Subject: Re: Implementation of POSIX message queue
To: Mindaugas R. <rmind@NetBSD.org>
From: Andrew Doran <ad@netbsd.org>
List: tech-kern
Date: 08/17/2007 11:51:21
Aside: I was looking at the spec and noticed that the following routines
need to be cancellation points:

    aio_suspend() mq_receive() mq_send() mq_timedreceive() mq_timedsend()

See:

    http://nxr.netbsd.org/source/xref/lib/libpthread/pthread_cancelstub.c

This might be complicated slightly by having them in librt. I'm not sure
what the solution is.

On Fri, Aug 17, 2007 at 06:19:20AM +0300, Mindaugas R. wrote:

> David Holland <dholland+netbsd@eecs.harvard.edu> wrote:
> > There are, unfortunately, two problems with what you've got: (1) you
> > haven't validated the whole block, only the first byte, so copyout can
> > still fail... and (2) even if you do validate the whole block in
> > advance, the copyout call can still fail if another thread has
> > rearranged the memory map in the meantime.
> 
> As I wrote in the source:
> 	/*
> 	 * Copy the data to the user-space.  In this stage user can falsify
> 	 * the pointers, but it would be a violation, thus the result will
> 	 * not be checked, and memory will be freed.
> 	 */
> The intention is to check for invalid pointers, not violations. I am not sure
> if it is worth checking (1) point.

But it doesn't buy you anything. What it tells you is that the system call
might fail with EFAULT, or that it may work and not return EFAULT - but
that's always going to be the case!

The principle of least astonishment applies here. If copying the message out
fails, then you should return an error to the caller. Consider a message
queue that's being used to carry credit card transactions in an EPOS *
system. If copyout() fails and we don't return an error to the caller, then
we've just lost a transaction and there's absolutely no indication that
something has gone wrong. If it's a refund or a high value purchase then
that means trouble - all you can do is scratch your head and apologise.

I can think of a few options:

o Hold the entire message queue locked while copying out the message. That
  sucks, but if the copyout() fails we can leave the message there.

o Have a receiver lock on the queue and hold it while copying out.
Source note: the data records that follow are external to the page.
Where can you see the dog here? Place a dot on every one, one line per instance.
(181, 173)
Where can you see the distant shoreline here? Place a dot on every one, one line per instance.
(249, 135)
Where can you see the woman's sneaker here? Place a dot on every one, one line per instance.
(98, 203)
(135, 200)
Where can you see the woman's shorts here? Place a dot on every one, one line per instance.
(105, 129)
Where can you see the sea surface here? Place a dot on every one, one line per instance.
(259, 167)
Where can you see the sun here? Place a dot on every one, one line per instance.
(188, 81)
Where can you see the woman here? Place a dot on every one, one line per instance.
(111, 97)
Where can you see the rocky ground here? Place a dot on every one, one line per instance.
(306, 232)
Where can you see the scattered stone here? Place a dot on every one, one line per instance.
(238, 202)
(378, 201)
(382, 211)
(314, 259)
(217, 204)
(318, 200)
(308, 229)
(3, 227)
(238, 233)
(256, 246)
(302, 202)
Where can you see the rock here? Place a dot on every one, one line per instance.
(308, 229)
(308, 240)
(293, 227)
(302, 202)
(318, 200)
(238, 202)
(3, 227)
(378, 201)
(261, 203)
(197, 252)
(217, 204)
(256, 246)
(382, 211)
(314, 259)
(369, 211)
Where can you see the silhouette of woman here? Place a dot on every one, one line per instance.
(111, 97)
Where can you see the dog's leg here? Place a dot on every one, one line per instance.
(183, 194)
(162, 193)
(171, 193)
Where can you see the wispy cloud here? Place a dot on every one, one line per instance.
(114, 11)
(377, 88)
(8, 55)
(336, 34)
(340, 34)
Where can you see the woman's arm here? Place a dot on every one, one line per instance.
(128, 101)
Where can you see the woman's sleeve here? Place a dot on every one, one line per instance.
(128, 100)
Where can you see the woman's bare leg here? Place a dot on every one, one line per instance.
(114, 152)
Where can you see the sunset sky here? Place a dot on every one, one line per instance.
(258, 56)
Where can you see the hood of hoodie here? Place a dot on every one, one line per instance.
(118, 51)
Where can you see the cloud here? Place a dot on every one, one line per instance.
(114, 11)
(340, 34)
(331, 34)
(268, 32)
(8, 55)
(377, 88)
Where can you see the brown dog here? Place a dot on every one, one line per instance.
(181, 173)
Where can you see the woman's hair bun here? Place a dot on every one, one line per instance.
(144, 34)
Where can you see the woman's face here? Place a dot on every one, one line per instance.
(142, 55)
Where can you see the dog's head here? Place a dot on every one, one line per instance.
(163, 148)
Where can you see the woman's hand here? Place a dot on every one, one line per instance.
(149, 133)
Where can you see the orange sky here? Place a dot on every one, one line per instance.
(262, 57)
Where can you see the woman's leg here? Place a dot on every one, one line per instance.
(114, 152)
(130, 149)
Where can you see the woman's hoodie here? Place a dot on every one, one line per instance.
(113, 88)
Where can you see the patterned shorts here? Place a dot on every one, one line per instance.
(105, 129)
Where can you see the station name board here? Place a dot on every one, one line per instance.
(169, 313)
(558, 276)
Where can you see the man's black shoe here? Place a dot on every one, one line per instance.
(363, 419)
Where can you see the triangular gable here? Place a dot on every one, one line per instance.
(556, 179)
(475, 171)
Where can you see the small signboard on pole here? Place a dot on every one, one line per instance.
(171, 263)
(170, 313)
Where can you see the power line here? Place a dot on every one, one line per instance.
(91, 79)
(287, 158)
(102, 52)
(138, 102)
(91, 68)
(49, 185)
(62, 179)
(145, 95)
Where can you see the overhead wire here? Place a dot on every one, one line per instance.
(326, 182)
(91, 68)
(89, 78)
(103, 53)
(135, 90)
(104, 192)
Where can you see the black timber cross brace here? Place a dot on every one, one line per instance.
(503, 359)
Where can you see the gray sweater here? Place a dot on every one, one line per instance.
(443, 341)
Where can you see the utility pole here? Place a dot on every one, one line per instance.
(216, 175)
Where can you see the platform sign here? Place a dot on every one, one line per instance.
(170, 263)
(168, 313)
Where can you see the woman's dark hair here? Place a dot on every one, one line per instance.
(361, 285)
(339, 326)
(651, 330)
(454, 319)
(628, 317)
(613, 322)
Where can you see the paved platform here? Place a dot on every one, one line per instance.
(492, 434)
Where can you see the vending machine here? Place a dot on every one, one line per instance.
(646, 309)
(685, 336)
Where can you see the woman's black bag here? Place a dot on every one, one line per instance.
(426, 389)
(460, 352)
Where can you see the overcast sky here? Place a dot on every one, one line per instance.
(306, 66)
Again
  that's not nice, but it means messages could still be pushed onto the
  queue while you're copying out.

o If POSIX does not dictate a strict order for messages pushed onto and
  popped off the queue, then if the copyout fails we can re-enqueue the
  message at an advantageous spot (so it gets taken off the queue by
  another receiver sooner rather than later).

Andrew

* This is one area where SCO OpenServer still seems to be quite popular.
It would be interesting to see how well our emulation works given recent
events!